Applications potentielles et prochaines étapes
Ce type de test pourrait être utilisé avec différents types d'échantillons, notamment l'urine, la salive ou les écouvillons nasaux, ce qui élargit encore son applicabilité. Les chercheurs espèrent utiliser cette approche pour développer des tests de diagnostic moins chers pour les maladies infectieuses, telles que le VPH ou le VIH, qui pourraient être utilisés dans le cabinet d'un médecin ou à domicile. De plus, cette méthode pourrait également être appliquée au développement de tests pour les maladies infectieuses émergentes, ce qui est d'une importance capitale dans le contexte des pandémies mondiales.

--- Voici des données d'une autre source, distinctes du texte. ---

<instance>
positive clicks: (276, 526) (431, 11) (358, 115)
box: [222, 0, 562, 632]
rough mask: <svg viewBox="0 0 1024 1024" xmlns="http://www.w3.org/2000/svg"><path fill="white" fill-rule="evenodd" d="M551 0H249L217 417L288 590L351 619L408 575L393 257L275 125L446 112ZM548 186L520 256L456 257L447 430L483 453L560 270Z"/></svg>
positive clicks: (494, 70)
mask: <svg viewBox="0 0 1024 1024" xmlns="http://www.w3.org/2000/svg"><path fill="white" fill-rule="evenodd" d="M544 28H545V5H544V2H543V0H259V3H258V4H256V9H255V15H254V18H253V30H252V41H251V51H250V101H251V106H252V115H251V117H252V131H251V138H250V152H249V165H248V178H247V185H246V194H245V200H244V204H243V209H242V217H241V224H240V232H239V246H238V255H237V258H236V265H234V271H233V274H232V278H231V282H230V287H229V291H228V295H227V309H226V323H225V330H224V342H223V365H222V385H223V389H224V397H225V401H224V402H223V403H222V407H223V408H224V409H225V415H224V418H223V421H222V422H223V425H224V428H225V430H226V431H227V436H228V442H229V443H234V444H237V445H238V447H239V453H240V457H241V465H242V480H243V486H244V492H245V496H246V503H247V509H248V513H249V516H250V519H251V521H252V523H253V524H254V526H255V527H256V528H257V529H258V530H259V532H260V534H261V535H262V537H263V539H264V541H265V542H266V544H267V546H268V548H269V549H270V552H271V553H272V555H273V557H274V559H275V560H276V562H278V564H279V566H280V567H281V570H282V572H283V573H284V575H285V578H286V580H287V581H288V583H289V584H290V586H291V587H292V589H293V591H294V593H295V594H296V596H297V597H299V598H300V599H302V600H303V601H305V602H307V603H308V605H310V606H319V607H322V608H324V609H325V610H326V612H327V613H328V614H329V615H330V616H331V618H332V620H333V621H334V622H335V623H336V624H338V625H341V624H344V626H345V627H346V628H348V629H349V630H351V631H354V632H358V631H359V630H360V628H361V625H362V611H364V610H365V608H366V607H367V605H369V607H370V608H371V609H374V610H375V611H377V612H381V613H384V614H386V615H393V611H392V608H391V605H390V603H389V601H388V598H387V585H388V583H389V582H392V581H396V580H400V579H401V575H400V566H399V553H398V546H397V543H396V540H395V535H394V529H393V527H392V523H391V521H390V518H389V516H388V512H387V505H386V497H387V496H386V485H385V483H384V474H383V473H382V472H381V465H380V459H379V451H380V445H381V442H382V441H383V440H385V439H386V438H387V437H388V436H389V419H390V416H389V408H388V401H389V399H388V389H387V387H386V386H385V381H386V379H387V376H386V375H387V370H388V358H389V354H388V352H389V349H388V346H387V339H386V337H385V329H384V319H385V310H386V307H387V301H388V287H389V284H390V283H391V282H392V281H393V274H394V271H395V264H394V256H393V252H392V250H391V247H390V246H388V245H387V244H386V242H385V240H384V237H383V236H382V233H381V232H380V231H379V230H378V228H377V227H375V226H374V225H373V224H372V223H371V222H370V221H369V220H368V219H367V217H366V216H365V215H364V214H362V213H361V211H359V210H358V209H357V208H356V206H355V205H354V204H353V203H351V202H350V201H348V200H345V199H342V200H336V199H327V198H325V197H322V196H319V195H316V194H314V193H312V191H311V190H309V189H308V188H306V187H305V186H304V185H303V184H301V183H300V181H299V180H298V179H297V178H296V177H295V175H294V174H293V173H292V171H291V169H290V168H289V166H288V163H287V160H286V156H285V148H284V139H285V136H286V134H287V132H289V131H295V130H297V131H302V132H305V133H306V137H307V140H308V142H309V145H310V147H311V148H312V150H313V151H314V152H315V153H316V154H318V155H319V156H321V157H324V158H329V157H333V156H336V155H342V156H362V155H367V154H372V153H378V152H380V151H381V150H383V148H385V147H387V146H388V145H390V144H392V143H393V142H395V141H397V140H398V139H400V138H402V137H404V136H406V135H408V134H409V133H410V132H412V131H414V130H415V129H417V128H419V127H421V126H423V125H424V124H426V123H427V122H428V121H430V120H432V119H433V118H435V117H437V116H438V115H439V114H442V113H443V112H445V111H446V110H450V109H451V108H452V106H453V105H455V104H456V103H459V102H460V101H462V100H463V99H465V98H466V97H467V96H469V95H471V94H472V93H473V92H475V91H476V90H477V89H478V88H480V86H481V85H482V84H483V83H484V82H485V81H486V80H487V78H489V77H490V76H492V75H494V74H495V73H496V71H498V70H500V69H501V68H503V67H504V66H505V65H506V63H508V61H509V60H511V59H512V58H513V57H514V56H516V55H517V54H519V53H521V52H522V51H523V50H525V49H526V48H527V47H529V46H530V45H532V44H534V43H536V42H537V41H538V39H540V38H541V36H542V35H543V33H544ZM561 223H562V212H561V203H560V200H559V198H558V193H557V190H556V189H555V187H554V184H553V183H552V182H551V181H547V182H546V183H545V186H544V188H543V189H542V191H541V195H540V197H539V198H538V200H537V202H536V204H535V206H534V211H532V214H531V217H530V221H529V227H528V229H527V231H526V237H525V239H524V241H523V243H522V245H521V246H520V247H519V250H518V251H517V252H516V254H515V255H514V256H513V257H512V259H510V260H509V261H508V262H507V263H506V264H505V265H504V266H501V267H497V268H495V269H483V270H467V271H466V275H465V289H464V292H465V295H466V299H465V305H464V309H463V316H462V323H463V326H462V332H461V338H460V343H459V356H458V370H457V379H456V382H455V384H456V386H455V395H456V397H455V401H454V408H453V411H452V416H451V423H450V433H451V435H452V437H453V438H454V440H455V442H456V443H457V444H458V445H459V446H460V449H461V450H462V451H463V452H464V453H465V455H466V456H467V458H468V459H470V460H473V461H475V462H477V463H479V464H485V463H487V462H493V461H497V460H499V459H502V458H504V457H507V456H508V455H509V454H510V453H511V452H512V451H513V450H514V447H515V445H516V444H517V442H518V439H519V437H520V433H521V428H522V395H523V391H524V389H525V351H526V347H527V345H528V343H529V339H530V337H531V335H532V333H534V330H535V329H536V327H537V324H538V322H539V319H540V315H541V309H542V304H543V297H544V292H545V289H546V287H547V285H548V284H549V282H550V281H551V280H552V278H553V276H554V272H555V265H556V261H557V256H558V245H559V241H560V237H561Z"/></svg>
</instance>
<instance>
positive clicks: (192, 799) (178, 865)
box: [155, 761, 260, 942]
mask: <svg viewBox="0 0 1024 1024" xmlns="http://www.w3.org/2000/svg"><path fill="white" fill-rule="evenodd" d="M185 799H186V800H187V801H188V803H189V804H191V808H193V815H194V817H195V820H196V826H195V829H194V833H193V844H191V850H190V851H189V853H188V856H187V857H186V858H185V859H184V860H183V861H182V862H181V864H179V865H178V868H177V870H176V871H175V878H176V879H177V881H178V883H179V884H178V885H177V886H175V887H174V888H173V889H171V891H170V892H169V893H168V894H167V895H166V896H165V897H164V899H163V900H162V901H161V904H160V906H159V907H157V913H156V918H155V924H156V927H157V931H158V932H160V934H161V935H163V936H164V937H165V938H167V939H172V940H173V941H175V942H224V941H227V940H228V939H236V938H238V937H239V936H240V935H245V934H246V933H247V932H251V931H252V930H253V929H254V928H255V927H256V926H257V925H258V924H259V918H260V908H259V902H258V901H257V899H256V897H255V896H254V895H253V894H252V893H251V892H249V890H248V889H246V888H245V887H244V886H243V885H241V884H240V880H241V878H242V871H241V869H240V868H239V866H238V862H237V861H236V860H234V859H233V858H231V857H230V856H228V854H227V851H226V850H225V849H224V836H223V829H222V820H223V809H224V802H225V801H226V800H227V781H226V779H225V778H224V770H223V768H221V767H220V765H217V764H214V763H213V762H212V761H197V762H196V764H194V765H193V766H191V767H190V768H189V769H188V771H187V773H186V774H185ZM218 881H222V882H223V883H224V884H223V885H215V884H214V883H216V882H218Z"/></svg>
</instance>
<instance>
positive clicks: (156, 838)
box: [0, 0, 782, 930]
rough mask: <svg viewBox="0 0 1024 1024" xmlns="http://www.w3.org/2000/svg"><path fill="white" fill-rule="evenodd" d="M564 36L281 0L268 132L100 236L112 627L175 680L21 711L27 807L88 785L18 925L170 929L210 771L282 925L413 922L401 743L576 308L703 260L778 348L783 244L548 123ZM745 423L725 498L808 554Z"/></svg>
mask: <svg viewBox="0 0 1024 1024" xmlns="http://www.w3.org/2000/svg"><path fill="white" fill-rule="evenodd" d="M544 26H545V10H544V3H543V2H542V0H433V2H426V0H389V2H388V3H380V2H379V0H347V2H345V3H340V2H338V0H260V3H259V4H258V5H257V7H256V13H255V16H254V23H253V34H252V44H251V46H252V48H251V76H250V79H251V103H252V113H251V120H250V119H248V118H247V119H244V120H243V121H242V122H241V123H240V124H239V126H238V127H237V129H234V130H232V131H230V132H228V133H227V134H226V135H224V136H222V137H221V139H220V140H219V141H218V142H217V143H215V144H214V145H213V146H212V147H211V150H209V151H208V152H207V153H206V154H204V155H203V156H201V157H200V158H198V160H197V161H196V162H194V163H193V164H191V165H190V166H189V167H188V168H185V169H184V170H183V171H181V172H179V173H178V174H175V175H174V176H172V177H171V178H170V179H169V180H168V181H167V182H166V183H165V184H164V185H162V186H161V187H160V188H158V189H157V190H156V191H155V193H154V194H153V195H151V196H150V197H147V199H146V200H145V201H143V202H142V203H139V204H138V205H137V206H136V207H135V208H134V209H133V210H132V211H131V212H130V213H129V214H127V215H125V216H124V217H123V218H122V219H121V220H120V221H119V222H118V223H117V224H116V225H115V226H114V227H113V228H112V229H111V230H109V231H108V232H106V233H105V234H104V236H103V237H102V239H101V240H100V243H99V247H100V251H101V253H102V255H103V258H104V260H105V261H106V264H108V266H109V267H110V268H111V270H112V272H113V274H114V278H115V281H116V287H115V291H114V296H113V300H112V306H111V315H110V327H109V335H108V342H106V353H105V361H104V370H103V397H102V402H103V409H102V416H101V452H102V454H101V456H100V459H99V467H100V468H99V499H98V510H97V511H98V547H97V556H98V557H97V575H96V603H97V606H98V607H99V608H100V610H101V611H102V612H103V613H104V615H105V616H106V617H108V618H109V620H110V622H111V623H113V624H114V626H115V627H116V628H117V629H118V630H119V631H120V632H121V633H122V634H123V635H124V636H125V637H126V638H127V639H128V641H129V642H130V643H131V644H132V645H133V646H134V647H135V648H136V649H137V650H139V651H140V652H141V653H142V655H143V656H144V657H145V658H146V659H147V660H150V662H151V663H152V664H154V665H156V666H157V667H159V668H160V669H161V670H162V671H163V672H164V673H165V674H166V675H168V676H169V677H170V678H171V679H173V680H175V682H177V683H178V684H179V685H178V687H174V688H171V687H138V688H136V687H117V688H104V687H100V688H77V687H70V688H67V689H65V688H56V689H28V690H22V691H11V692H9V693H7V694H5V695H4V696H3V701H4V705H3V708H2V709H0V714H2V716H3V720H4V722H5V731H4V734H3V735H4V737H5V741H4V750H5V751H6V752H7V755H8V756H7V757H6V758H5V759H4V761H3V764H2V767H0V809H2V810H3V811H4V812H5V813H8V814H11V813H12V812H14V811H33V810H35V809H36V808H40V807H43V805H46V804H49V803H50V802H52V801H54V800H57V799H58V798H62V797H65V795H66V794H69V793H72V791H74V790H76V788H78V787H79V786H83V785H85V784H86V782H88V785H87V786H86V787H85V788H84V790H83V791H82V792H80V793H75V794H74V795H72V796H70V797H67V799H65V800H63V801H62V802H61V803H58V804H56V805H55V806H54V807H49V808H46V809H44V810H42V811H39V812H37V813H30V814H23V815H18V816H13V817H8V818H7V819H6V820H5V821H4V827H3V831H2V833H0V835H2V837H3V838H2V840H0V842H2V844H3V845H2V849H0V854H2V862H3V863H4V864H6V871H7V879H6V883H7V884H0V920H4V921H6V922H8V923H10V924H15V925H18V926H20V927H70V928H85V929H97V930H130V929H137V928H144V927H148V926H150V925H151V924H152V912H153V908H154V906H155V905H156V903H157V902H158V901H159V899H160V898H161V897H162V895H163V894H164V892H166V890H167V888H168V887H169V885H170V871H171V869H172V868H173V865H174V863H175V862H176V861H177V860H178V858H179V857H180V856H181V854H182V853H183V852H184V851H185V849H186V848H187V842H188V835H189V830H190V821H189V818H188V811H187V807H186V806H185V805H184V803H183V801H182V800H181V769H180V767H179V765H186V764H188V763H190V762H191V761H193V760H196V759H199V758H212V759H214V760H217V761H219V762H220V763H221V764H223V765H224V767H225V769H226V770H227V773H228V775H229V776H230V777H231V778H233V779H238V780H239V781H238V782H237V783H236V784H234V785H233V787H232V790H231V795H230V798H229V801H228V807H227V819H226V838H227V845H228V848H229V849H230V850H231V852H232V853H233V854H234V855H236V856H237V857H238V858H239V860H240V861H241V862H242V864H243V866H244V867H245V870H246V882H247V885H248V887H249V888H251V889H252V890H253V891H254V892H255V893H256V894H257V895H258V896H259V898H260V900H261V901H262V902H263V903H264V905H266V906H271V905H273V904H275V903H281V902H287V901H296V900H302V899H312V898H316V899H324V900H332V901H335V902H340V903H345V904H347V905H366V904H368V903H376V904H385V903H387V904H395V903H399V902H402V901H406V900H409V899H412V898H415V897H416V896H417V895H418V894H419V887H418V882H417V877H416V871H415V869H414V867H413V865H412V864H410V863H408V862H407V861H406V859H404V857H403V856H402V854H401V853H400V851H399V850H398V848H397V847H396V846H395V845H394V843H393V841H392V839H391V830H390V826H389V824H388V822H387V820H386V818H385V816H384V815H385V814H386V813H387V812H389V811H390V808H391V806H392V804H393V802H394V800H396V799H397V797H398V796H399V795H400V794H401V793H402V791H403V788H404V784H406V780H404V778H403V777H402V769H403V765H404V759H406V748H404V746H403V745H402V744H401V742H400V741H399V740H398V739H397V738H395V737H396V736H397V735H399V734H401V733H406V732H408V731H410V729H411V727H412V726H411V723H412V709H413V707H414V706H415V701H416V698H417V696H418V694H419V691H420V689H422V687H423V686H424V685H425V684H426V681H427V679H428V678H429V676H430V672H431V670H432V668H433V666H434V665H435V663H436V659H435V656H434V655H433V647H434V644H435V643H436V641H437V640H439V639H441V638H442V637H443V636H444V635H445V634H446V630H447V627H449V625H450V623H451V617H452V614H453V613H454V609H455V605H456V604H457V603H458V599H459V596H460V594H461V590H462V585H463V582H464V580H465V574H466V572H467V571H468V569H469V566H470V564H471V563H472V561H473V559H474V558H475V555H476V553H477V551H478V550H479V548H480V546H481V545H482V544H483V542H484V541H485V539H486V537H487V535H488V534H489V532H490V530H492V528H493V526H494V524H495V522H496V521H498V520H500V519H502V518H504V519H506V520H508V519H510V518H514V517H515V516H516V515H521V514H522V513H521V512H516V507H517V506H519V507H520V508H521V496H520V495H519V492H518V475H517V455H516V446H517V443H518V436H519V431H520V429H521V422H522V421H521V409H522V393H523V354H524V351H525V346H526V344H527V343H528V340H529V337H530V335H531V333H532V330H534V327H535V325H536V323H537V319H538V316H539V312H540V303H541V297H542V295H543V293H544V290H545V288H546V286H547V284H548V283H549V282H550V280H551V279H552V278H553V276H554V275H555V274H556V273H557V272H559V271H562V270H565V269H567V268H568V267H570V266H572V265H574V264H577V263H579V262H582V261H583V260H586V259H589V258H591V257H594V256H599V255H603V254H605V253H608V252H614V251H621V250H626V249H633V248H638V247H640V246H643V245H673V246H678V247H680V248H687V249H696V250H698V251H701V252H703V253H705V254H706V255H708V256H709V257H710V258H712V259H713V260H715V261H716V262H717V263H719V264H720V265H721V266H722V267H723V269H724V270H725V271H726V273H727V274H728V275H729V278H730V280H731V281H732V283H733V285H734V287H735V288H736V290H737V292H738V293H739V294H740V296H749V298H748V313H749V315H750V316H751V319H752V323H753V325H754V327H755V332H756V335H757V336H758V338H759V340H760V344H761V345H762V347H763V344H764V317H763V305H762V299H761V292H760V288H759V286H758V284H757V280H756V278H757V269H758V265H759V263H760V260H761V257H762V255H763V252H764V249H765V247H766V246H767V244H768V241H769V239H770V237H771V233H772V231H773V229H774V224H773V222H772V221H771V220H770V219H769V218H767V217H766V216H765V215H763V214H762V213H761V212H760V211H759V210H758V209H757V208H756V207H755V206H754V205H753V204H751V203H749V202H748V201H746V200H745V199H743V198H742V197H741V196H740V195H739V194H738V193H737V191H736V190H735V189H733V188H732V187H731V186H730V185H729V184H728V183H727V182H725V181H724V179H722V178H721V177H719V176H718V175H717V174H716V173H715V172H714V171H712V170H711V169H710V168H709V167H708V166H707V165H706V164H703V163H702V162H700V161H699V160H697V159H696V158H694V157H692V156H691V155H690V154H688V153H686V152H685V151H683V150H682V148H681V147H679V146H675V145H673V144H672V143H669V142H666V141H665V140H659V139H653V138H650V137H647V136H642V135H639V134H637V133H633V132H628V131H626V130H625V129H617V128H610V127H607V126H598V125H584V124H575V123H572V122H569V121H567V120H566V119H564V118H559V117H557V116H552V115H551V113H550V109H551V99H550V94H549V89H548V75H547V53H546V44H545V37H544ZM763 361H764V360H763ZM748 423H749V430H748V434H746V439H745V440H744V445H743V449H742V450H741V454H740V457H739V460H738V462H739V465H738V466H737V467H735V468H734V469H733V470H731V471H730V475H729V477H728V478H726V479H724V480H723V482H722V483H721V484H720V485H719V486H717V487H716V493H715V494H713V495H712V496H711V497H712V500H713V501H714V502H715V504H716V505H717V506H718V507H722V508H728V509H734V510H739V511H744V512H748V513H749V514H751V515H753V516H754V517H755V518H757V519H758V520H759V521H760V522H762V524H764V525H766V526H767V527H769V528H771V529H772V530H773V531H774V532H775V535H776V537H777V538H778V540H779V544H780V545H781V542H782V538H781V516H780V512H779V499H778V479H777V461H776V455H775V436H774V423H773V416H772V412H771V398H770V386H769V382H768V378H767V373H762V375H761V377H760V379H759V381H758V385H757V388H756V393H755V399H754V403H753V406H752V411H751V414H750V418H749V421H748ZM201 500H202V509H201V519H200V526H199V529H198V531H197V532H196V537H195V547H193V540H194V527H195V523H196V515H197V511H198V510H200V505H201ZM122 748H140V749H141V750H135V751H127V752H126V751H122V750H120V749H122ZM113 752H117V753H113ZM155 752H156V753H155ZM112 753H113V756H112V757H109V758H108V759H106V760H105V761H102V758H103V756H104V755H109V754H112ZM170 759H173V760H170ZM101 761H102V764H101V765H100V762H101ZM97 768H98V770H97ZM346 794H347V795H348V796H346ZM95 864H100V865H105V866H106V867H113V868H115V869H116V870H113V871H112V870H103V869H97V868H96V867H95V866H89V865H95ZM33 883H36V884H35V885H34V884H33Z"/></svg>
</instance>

L'équipe de chercheurs du laboratoire de la professeure Furst a récemment été acceptée dans delta v, un accélérateur d'entreprises étudiantes au MIT, où ils espèrent lancer une startup pour développer davantage cette technologie. Maintenant qu'ils peuvent créer des tests avec une durée de conservation beaucoup plus longue, ils prévoient de commencer à les envoyer à des endroits où ils pourront être testés avec des échantillons de patients dans des conditions réelles.
« Notre objectif est de continuer à tester avec des échantillons de patients contre différentes maladies dans des environnements réels », déclare Furst. « Notre limitation auparavant était que nous devions fabriquer les capteurs sur place, mais maintenant que nous pouvons les protéger, nous pouvons les expédier. Nous n'avons pas besoin d'utiliser la réfrigération. Cela nous permet d'accéder à des environnements de test beaucoup plus robustes ou non idéaux. »
Cette recherche, financée en partie par le Comité de soutien à la recherche du MIT et la bourse MathWorks, représente une avancée significative dans la démocratisation du diagnostic. La capacité de créer des outils de diagnostic bon marché, stables et facilement transportables a le potentiel de transformer la santé publique, en permettant une détection plus rapide des maladies, un suivi plus efficace des épidémies et un meilleur accès aux soins de santé pour des millions de personnes dans le monde.